Le soleil était déjà haut dans le ciel, proche de son zénith, lorsqu'un cavalier arriva aux portes de la cité fortifiée.
Sa frèle corpulence, sa chevelure d'ébène et son teint plutôt pâle laissaient imaginer un homme plus habitué aux salons et aux bibliothèques qu'à un voyageur. Or, si son éducation l'avait effectivement longtemps amené à rester cloîtré à demeure en compagnie de son précepteur, il avait passé les deux dernière années à voyager et à parcourir l'Empire de Frédéric de Hohenstaufen, le Barberousse. Mais sa soif de découverte du monde restait inassouvie et, après un court repos dans les terres de sa famille, il reprit la route.
Parti des terres d'Outremeuse, il avait traversé les Haute- et Basse-Lotharingie, puis ses pas le menèrent dans le royaume de France jusqu'au comté de Champagne.
Troyes. Waléran sauta à terre et continua à pied la centaine de toises qu'il lui restait à parcourir avant de passer les portes de la ville.
Il savait d'expérience qu'arriver à pied éveillerait moins de soupçon et d'animosité chez les gens, et lui permettrait de s'adresser à tout un chacun d'égal à égal. Point de marque d'une quelconque supériorité lorsque l'on adresse la parole à un paysan en le regardant droit dans les yeux, plutôt qu'en baissant vers lui un regard qui en devient méprisant plus par attitude que par volonté.
Se fondre dans la population, rester discret, passer inaperçu, voilà le secret d'un homme qui avait ainsi pu voyager longtemps sans rencontrer de problème majeur : s'exprimer avec courtoisie en noble ou plaisante compagnie, user d'un parler vulgaire dans les tavernes des bas-fonds des villes, faire tout pour ressembler à "l'autre" ...

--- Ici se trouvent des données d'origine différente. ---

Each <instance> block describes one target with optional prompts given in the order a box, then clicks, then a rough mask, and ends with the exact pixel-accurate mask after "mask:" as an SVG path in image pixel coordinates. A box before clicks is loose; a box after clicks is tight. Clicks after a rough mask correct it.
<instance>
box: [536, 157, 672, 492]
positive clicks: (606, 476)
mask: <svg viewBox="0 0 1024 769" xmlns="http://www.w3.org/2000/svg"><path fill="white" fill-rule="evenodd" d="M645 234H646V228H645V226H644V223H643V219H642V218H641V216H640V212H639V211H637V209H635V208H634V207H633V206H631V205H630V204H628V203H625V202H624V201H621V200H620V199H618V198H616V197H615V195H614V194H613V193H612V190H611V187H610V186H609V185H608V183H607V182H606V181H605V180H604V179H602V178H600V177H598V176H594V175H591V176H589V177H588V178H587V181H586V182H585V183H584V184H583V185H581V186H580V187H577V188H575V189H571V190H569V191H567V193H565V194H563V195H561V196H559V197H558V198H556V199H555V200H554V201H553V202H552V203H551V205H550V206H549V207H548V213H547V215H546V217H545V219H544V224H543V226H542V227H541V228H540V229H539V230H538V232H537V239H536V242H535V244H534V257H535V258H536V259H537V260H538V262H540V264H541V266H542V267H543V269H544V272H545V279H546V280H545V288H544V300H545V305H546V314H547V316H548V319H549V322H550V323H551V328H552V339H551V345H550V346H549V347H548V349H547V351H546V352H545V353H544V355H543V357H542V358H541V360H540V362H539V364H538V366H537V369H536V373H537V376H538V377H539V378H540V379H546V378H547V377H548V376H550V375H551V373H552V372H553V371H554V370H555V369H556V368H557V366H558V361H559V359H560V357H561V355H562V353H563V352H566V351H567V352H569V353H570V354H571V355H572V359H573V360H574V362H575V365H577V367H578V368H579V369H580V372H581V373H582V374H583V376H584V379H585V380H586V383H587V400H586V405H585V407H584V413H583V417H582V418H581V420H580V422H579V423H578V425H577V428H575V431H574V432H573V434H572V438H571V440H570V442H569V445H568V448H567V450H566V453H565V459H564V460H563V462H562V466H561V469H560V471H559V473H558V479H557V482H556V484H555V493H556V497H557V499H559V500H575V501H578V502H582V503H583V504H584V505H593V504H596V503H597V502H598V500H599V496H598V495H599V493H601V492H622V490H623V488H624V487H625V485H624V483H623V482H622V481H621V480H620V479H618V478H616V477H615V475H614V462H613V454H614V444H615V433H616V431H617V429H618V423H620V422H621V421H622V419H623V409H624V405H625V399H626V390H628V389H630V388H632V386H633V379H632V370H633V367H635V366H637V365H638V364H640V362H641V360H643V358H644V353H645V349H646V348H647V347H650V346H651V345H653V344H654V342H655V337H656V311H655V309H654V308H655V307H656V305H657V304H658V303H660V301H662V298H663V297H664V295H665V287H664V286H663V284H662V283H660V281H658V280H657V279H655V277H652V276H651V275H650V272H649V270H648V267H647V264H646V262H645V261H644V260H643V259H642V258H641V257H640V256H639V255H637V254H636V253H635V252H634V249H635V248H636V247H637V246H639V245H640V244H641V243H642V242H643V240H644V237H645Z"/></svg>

Les paysans se méfient des nobles, les nobles méprisent les paysans, les gueux craignent tout le monde, les malandrins se méfient de ceux qui emploient un langage châtié, et tous ... tous éprouvent une suspicion certaine à l'égard de "l'étranger". Autant faire en sorte de ne pas leur apparaitre en tant que tel.
Sa connaissance du saxon et du latin lui avait également permis de vite appréhender les diverses subtilités des langues qu'il avait dû pratiquer, et il n'avait aucune crainte quant à sa faculté à comprendre la lingua romana qui était pratiquée dans cette contrée.
Il traversa donc la grande porte sous le regard inquisiteur mais finalement peu intéressé des soldats qui en gardaient l'entrée. Quelle menace pourrait représenter un voyageur seul, de toute évidence peu aguerri, et dont la seule richesse semblait être un léger ballot posé sur le dos d'un cheval si mal brossé qu'il en semblait malade ?
Sa première urgence était de trouver un endroit où dormir. Et pourquoi pas un bout de terre à cultiver ? Il était jeune et, bien que de faible corpulence, tout à fait en mesure de tenir une faux. De plus, parce que son labeur lui permettait plus facilement de se fondre parmi la population, il n'éprouvait aucune honte à l'exercer.
Il erra donc dans les rues de la cité, marchant d'un pas décidé, comme s'il savait exactement où il allait. Mais tout en marchant il surveillait les façades des habitations en quête de la maison du bourgmestre, ou d'une taverne où il pourrait trouver quelque utile renseignement.